With that in mind, we will be looking today at two graphic novels from artist Colleen Frakes; Woman King and The Trials of Sir Christopher. In the interest of full disclosure, Colleen Frakes was a classmate of mine at The Center for Cartoon Studies.
Additionally, I was part of the critique group in which Frakes workshopped Woman King, and I was a member of the studio where The Trials of Sir Christopher was drawn. I will endeavor to remain as objective as possible. However, I have had the unique privilege of seeing both of these books as various stages of completion, and will likely draw upon that for my review.
Woman King is a lush and powerful book. Like much of Frakes’ work, Woman King has a timeless fairy-tale quality to it. It is the story of a girl who is adopted by a tribe of bears and groomed to lead them in their war with men. Like the best fairy tales, there is as much blood as there is sweetness, and Frakes’ spare drawing style heightens the grim circumstances in some unexpected ways.
The pacing of Woman King is languid without feeling ponderous.

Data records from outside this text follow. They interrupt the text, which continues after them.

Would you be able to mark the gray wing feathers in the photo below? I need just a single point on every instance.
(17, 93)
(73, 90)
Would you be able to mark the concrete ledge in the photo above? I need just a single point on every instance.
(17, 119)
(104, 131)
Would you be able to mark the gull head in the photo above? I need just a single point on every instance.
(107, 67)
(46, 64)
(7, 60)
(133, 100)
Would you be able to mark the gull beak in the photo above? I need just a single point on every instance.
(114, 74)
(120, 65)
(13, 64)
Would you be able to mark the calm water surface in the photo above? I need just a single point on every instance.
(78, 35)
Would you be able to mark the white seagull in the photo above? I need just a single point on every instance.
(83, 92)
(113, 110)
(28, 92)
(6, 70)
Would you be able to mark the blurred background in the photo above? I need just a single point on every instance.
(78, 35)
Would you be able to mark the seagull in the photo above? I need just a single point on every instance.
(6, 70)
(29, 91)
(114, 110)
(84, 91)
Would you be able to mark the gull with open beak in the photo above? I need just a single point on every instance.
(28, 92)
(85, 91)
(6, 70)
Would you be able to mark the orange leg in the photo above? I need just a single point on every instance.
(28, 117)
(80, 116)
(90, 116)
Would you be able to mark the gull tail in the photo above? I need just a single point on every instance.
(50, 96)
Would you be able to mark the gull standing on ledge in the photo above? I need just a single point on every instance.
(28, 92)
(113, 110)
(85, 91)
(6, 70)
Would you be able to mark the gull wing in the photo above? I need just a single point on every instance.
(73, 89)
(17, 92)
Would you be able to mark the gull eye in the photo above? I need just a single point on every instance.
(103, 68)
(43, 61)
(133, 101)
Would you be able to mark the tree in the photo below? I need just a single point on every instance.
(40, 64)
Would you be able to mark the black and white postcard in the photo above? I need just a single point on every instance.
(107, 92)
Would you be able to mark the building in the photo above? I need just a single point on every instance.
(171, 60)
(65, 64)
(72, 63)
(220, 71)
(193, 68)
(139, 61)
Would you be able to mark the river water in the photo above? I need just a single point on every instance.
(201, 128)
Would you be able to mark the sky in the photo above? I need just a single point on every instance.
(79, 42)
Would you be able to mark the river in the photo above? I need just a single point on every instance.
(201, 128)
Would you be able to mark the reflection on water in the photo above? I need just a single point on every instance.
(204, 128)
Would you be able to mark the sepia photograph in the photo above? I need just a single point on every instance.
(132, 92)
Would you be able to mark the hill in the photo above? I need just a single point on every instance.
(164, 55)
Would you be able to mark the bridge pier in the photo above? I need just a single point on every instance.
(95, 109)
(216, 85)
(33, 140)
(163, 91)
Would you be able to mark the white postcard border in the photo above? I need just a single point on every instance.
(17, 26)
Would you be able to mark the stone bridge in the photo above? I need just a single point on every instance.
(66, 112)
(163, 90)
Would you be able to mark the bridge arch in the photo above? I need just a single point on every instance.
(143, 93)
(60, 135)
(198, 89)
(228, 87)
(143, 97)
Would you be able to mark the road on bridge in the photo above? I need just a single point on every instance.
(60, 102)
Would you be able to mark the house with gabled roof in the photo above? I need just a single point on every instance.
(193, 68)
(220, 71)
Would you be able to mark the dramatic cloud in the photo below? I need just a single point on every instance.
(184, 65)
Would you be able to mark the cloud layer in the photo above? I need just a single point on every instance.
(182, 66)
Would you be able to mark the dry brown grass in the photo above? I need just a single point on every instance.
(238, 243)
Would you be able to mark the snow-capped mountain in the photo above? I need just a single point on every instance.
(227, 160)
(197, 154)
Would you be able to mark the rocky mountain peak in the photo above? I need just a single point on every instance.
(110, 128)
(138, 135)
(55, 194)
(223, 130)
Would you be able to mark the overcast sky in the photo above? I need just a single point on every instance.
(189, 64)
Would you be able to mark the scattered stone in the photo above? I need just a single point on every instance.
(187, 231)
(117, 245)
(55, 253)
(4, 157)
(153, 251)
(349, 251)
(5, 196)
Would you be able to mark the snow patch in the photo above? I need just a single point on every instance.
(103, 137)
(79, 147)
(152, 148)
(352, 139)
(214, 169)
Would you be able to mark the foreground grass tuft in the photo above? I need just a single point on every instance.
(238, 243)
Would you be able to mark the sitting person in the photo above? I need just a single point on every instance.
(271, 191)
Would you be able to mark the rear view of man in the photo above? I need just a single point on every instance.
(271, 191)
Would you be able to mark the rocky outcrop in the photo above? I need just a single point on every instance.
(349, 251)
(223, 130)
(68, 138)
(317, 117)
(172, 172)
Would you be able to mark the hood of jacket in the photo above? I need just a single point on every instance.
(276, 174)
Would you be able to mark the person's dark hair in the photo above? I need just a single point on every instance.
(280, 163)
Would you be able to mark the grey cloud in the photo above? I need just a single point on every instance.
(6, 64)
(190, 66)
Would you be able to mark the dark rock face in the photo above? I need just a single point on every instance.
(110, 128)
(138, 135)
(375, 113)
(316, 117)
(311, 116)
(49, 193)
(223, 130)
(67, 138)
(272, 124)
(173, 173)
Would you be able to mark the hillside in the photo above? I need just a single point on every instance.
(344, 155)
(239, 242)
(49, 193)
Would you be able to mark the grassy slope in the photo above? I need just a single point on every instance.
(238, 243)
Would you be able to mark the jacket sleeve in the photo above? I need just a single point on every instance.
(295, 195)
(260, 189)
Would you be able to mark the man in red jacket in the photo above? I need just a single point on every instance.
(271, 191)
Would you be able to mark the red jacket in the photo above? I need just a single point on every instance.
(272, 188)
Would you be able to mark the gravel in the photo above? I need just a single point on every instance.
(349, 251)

It does stumble slightly two-thirds of the way in as events come to a head; the helter-skelter chaos that the author is trying to convey becomes confusing in a way that works against readability; but that stumble is minor and brief. The book ends with the culmination of its lite-motif while at the same time finding time to lightly comment on the cruel cyclical nature of conflict.
The Trials of Sir Christopher is the result of a bold personal challenge: to draw a full graphic novel for National Novel Writing Month in November. To that end this 200+ page book is a resounding success, however on its own merits it struggles to overcomes the initial novelty of its conception.

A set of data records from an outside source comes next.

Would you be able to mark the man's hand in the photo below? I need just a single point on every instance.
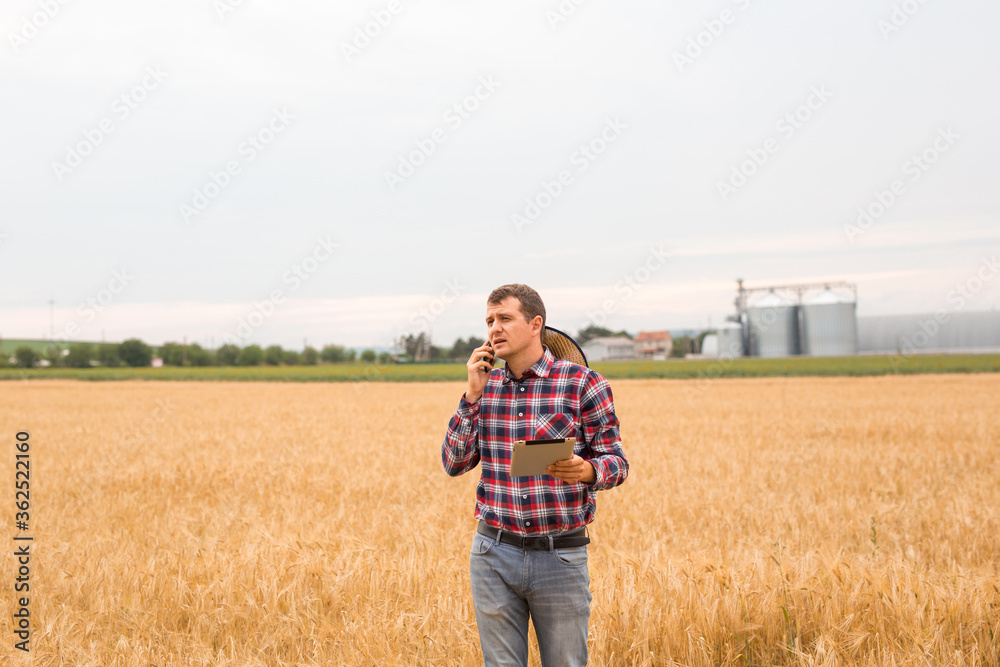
(573, 470)
(479, 371)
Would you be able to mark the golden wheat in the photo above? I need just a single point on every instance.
(767, 521)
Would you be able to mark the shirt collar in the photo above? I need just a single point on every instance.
(540, 368)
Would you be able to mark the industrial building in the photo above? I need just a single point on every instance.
(821, 320)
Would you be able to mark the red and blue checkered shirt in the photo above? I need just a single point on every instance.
(553, 399)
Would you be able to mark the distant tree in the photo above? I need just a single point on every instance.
(199, 356)
(172, 354)
(592, 331)
(274, 355)
(310, 357)
(251, 355)
(27, 357)
(228, 355)
(55, 354)
(333, 354)
(135, 353)
(700, 341)
(107, 355)
(80, 355)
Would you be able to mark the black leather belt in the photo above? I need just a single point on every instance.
(576, 538)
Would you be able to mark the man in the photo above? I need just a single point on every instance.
(529, 554)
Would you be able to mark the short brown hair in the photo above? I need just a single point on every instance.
(531, 303)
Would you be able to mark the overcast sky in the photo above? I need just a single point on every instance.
(271, 172)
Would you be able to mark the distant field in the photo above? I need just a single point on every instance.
(806, 522)
(688, 369)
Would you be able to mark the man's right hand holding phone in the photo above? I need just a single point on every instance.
(479, 367)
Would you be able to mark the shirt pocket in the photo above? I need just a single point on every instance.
(555, 425)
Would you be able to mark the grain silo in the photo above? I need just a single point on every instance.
(829, 325)
(730, 340)
(774, 327)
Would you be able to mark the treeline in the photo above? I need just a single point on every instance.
(134, 352)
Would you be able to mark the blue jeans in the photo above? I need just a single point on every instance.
(509, 584)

Unfolding like a shaggy-dog story, we follow the titular hero of The Trials of Sir Christopher on his many adventures as he struggles to fulfill a destiny promised by a laconic Lady of the Lake.
Frakes’ normally spare style is pared down even further to the point where some pages come dangerously close to looking like thumbnails rather than finished art. This is the difficult balancing act that comes with cranking out one or more finished pages a day.
The final result is a fun and lively book, but one which lacks the power and storytelling craft of Frakes’ traditional work. It is still well worth reading, but if you’re unfamiliar with Frakes’ work, Woman King is a better place to start.